# Laminate Trimmer or Compact Router



## Phillym (Dec 16, 2008)

Hello,

I am interested in buying a small palm router. I have looked at the Bosch and the Dewalt DWP611. I would like to use this for mortising hinges, inlay and edge treatment for small boxes but not sure if this is the best approach. The plus of the Dewalt is the plunge base accesorry.

Does anyone have an opinion?

Thanks,


----------



## bobj3 (Jan 17, 2006)

Hi Phil

Both the Colt kit and the 611 are great routers but all you need is a light router ,take a hard look at the T4, small foot print and it will plunge in that you need for the mortising jobs plus it's 1/2 the price of the other two.
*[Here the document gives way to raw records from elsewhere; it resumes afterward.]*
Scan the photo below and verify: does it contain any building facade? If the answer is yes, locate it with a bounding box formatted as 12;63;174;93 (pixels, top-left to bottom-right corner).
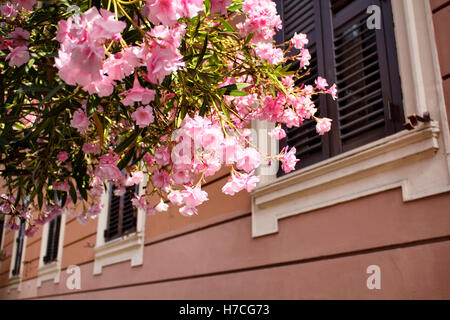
0;0;449;299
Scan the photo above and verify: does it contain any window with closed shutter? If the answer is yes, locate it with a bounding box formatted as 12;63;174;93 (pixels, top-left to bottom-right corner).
104;184;139;242
12;218;25;276
43;215;61;264
276;0;403;174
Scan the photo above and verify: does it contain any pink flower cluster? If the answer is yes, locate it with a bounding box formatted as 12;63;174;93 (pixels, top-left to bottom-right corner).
54;8;128;95
238;0;282;43
142;0;203;26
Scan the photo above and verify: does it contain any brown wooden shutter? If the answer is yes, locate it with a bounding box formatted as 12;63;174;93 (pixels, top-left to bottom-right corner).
277;0;404;173
276;0;331;173
104;184;138;242
43;215;61;264
322;0;404;153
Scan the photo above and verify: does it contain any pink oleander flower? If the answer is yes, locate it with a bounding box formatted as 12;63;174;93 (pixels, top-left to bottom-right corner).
144;153;156;165
0;2;18;19
6;46;29;67
94;153;124;181
70;109;90;133
82;143;101;155
86;202;103;217
155;199;169;212
171;170;192;185
24;226;38;237
181;186;208;208
152;170;170;189
222;172;261;195
315;76;329;90
238;0;282;43
236;147;261;173
221;137;243;164
168;190;184;206
77;214;90;225
57;151;68;162
0;203;11;214
280;147;299;174
221;174;246;196
131;106;155;128
9;28;30;47
84;8;127;42
142;0;182;26
316;117;332;135
114;186;126;196
254;42;284;65
299;48;311;68
83;74;115;97
103;47;143;81
154;146;171;166
53;181;70;192
143;0;202;26
269;127;286;140
145;46;185;84
283;108;301;128
328;84;337;100
132;195;147;211
211;0;232;14
201;126;224;151
121;78;156;106
13;0;35;10
291;32;308;49
179;205;198;216
124;171;144;187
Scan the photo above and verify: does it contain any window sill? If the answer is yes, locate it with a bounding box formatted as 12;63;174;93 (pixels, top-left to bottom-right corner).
37;261;60;287
7;275;21;293
93;232;144;275
252;121;448;237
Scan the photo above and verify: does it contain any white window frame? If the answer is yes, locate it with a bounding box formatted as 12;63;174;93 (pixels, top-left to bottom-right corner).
8;223;27;292
93;176;147;275
251;0;450;237
36;213;66;287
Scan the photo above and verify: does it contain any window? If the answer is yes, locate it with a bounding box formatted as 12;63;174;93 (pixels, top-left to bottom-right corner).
94;180;146;275
43;215;61;264
252;0;449;237
104;185;139;242
276;0;404;172
11;218;25;277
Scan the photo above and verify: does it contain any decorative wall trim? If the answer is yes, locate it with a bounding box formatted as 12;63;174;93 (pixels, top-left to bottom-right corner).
251;0;450;237
93;177;147;275
93;232;144;275
36;213;66;287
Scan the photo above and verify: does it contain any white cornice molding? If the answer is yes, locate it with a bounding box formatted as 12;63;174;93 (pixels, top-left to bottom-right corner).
251;0;450;237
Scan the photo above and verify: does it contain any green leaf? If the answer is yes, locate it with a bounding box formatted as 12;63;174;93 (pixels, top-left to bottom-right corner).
219;83;252;96
204;0;211;16
114;130;140;154
39;83;65;108
227;2;242;12
68;180;77;205
268;73;288;96
218;17;234;32
195;34;209;71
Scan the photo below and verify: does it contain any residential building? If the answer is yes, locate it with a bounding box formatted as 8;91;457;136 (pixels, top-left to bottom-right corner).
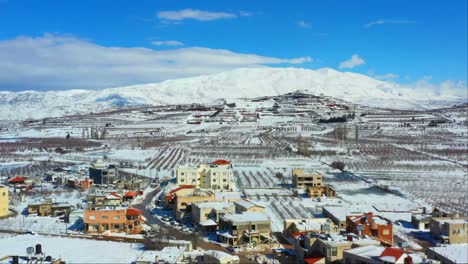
192;201;235;232
346;212;393;245
174;189;215;221
87;192;123;209
412;214;432;231
27;199;72;222
294;233;380;264
426;244;467;264
308;186;336;198
292;169;322;189
218;212;271;246
430;217;468;244
176;160;233;190
234;199;266;213
283;218;336;237
197;250;240;264
322;206;363;230
89;162;117;185
343;245;414;264
0;185;9;218
83;207;144;234
135;247;186;264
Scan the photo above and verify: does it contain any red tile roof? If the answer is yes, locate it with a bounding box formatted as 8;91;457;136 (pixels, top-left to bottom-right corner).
126;208;143;217
379;248;404;261
8;176;26;184
213;159;230;165
169;185;196;194
304;256;325;264
124;191;137;198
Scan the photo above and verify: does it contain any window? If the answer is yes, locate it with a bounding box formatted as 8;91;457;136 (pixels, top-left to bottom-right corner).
1;192;5;196
102;215;108;219
181;179;185;182
89;216;96;220
223;179;227;182
213;179;217;182
181;173;185;176
114;216;120;220
192;179;196;183
251;225;256;230
114;224;121;229
331;247;337;256
232;225;237;230
383;229;390;235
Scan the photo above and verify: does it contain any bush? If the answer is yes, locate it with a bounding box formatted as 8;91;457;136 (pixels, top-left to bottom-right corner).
331;161;346;171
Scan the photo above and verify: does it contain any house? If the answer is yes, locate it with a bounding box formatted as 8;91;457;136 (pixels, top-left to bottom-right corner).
234;199;266;213
89;161;117;185
0;185;9;218
308;186;336;198
176;160;233;190
197;250;240;264
294;232;380;264
163;184;197;209
426;244;468;264
429;217;468;244
191;201;235;232
292;169;322;189
322;206;363;230
27;199;73;222
218;212;271;246
80;178;94;190
174;189;215;221
83;207;144;234
7;176;26;185
412;213;432;231
346;212;393;245
283;218;336;237
136;247;186;264
87;192;123;209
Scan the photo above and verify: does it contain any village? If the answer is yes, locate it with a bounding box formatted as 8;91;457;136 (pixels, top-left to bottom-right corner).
0;92;467;264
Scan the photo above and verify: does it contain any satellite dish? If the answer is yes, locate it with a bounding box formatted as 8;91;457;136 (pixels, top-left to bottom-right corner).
27;246;34;254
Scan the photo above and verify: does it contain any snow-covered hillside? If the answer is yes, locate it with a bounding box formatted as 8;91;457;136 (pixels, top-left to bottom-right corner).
0;67;465;120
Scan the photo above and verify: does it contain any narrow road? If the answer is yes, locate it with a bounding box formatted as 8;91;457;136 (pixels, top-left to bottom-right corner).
134;185;253;264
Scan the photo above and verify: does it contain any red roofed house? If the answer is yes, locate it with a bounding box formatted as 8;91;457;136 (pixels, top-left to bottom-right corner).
213;159;231;166
304;256;326;264
379;248;406;263
346;212;393;245
8;177;26;185
84;207;144;234
163;185;196;209
123;191;138;202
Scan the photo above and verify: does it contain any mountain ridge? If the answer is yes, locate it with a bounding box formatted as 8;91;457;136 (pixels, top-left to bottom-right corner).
0;67;465;120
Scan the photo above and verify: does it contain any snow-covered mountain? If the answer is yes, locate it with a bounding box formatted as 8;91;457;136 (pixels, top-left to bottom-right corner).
0;67;465;120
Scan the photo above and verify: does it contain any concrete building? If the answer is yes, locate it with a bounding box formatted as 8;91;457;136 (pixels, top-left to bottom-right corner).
322;206;363;230
308;186;336;198
234;199;266;213
343;245;413;264
192;201;235;232
292;169;322;189
218;212;271;246
426;244;467;264
27;199;72;222
283;218;336;237
198;250;240;264
89;162;117;185
430;217;468;244
0;185;9;218
84;207;144;234
176;160;233;190
346;212;393;246
294;233;380;264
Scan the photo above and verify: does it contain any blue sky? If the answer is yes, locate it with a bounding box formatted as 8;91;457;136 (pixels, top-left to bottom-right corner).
0;0;466;91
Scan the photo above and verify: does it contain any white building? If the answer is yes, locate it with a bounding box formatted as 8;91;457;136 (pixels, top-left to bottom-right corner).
176;160;233;190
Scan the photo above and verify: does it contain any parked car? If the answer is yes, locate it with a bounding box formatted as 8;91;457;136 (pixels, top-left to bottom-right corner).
227;246;241;253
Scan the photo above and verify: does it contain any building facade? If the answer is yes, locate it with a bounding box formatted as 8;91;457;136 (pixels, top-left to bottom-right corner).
218;212;271;246
176;161;232;190
0;185;9;218
292;169;322;189
84;207;144;234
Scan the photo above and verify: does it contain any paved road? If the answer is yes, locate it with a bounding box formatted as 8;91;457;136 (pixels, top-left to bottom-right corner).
134;185;253;264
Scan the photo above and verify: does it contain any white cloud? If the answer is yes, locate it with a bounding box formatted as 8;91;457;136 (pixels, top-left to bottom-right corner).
405;78;467;98
297;21;311;28
339;54;365;69
0;34;312;91
157;9;237;21
368;70;399;80
151;40;184;46
365;19;415;28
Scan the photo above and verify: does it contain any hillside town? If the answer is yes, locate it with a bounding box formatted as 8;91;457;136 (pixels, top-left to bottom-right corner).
0;91;467;263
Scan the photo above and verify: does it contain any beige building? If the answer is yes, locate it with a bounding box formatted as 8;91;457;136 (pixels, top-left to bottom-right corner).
218;212;271;246
198;250;240;264
308;186;336;198
234;199;266;213
175;190;215;221
0;185;9;218
176;163;232;190
292;169;322;189
430;217;468;244
192;201;235;231
283;218;336;237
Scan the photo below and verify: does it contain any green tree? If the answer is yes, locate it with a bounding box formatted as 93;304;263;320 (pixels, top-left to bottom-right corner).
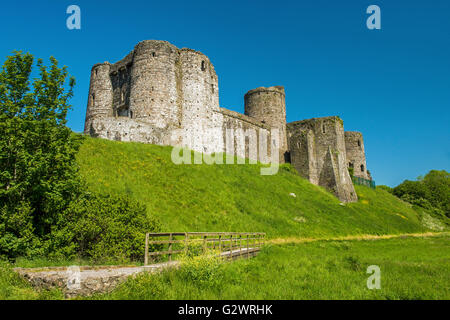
393;170;450;219
422;170;450;217
0;51;83;258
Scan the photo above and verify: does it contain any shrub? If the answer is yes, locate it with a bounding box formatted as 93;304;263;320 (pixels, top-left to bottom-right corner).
348;167;354;178
183;241;206;258
377;185;392;193
179;249;223;288
49;192;161;263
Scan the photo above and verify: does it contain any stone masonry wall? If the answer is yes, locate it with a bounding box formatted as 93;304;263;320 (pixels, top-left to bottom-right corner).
287;117;358;203
345;131;370;180
129;41;180;127
218;108;271;163
244;86;288;163
84;63;113;134
179;48;222;154
85;40;224;155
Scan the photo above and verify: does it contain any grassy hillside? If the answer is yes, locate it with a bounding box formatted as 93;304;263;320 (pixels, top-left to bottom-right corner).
76;137;434;238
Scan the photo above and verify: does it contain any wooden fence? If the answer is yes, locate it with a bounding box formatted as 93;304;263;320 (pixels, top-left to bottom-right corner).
352;176;376;189
144;232;265;266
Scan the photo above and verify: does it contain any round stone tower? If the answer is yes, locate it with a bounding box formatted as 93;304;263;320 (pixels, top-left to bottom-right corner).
84;63;113;134
129;40;180;129
179;48;221;153
244;86;288;162
345;131;370;180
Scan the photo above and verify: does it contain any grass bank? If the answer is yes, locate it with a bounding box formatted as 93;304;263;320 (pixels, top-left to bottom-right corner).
76;137;439;238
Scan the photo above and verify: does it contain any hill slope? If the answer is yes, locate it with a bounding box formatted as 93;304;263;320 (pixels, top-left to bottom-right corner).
77;137;430;238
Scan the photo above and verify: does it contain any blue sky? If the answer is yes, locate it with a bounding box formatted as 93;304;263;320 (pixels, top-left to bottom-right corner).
1;0;449;186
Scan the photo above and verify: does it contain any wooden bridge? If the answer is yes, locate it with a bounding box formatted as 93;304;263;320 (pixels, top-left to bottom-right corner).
15;232;266;297
144;232;266;265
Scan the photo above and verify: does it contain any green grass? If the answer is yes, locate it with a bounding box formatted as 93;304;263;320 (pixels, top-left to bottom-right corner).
76;136;437;238
2;137;447;300
1;235;447;300
0;262;63;300
94;235;450;300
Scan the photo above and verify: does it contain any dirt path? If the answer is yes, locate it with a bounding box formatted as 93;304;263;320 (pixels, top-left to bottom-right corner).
269;231;450;245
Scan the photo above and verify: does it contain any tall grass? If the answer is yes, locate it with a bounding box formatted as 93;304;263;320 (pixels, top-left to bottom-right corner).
0;262;63;300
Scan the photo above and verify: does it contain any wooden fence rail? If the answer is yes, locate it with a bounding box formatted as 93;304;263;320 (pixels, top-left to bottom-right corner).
144;232;265;265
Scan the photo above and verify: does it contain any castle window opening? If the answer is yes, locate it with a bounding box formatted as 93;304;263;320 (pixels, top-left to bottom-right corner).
358;140;361;147
91;94;95;106
201;61;206;71
349;162;354;168
322;123;326;133
361;165;365;172
152;52;156;57
211;84;214;93
117;108;129;117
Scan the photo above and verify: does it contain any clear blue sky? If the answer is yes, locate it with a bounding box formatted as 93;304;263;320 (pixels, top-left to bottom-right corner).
1;0;449;187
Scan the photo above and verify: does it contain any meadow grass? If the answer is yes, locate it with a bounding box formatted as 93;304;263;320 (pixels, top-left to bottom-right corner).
0;261;63;300
96;235;450;300
1;234;447;300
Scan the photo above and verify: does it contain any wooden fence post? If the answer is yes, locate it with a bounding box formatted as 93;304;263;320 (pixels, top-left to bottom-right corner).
239;235;242;259
218;235;222;259
229;235;233;260
247;235;249;258
168;233;173;262
144;233;149;266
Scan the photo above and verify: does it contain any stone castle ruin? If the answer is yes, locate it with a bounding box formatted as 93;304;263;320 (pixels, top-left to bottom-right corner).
84;40;372;203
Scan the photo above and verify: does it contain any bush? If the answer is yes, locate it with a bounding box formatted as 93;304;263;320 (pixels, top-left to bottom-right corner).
49;192;161;263
348;167;354;178
377;185;392;193
178;249;223;288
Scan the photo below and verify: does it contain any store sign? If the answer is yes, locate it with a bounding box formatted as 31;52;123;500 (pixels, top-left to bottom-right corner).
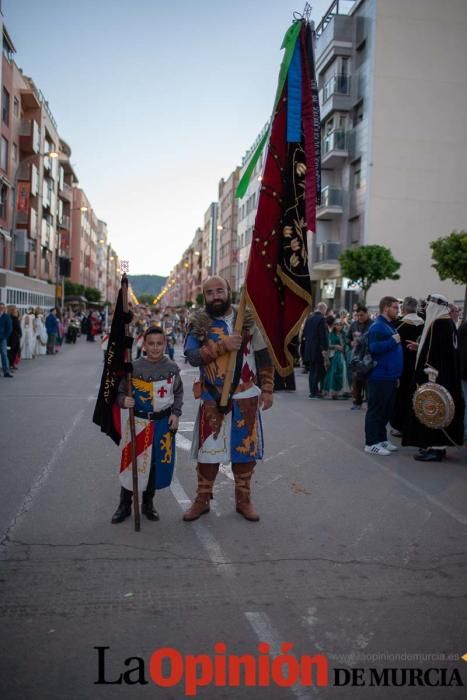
322;279;336;299
342;277;361;292
17;181;30;213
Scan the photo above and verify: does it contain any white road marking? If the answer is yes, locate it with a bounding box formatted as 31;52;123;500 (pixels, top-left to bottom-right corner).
0;408;86;549
170;476;234;577
175;433;192;451
263;444;298;463
178;421;195;432
245;611;316;698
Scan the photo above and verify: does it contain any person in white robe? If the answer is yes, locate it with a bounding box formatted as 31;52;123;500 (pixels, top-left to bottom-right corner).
34;309;47;356
20;310;36;360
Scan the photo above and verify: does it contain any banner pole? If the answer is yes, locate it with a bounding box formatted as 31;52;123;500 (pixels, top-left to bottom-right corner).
219;290;246;409
121;274;140;531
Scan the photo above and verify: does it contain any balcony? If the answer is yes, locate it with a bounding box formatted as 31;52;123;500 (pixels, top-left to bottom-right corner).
41;218;52;250
322;129;348;169
19;120;40;155
316;7;355;48
30;207;38;238
59;215;70;230
319;73;353;121
317;187;344;220
321;73;351;102
58;181;73;202
312;241;341;270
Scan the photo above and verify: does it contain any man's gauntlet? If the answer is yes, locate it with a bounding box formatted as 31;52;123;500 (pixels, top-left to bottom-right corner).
199;338;227;364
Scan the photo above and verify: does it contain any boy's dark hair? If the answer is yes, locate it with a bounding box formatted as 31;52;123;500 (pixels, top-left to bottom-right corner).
356;305;368;313
143;326;164;339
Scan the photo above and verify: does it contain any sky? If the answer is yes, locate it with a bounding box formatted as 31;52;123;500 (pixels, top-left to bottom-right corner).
4;0;333;276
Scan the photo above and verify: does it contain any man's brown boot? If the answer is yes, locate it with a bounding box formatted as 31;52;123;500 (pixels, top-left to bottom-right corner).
183;463;219;522
233;462;260;522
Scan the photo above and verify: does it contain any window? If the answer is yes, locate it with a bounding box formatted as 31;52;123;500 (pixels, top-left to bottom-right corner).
356;40;367;69
0;183;7;219
12;142;17;162
349;216;361;245
13;96;19;118
2;37;13;63
2;88;9;126
0;137;8;171
353;159;362;189
352;100;364;126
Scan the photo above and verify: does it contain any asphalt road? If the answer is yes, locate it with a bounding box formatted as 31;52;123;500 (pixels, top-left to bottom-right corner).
0;339;466;699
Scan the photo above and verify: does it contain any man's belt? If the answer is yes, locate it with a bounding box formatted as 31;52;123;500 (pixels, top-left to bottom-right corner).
134;407;172;421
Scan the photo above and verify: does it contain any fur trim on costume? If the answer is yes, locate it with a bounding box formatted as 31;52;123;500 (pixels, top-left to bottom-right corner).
189;310;212;342
189;305;255;340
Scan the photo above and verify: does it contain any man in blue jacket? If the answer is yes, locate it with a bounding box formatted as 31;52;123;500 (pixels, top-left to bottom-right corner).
45;307;59;355
364;296;403;455
0;302;13;377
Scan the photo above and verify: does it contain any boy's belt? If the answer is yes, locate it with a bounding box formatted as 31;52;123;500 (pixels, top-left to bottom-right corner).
134;407;172;421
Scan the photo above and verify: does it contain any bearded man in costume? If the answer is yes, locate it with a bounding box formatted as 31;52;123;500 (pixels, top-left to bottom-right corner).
183;276;274;522
402;293;464;462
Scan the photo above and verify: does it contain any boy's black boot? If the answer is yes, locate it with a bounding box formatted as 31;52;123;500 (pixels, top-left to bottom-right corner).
142;492;159;521
111;487;132;524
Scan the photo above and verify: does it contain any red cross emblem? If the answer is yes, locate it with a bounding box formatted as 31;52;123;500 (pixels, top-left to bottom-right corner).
157;386;168;398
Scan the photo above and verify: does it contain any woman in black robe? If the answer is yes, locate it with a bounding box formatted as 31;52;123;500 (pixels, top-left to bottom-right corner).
7;305;22;369
402;294;464;461
390;297;424;434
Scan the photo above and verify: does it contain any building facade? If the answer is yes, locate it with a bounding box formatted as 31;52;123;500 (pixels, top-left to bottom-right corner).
216;167;240;291
0;15;120;310
202;202;218;282
236;125;267;291
311;0;466;308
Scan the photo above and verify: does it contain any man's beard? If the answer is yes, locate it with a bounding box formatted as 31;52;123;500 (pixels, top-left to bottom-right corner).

Web Store Item Detail Page

===



Phillym said:


> Hello,
> 
> I am interested in buying a small palm router. I have looked at the Bosch and the Dewalt DWP611. I would like to use this for mortising hinges, inlay and edge treatment for small boxes but not sure if this is the best approach. The plus of the Dewalt is the plunge base accesorry.
> 
> ...


----------



## walowan (Jan 21, 2011)

I have a PC laminate trimmer that I use for small jobs...the only drawback is it doesnt plunge....


----------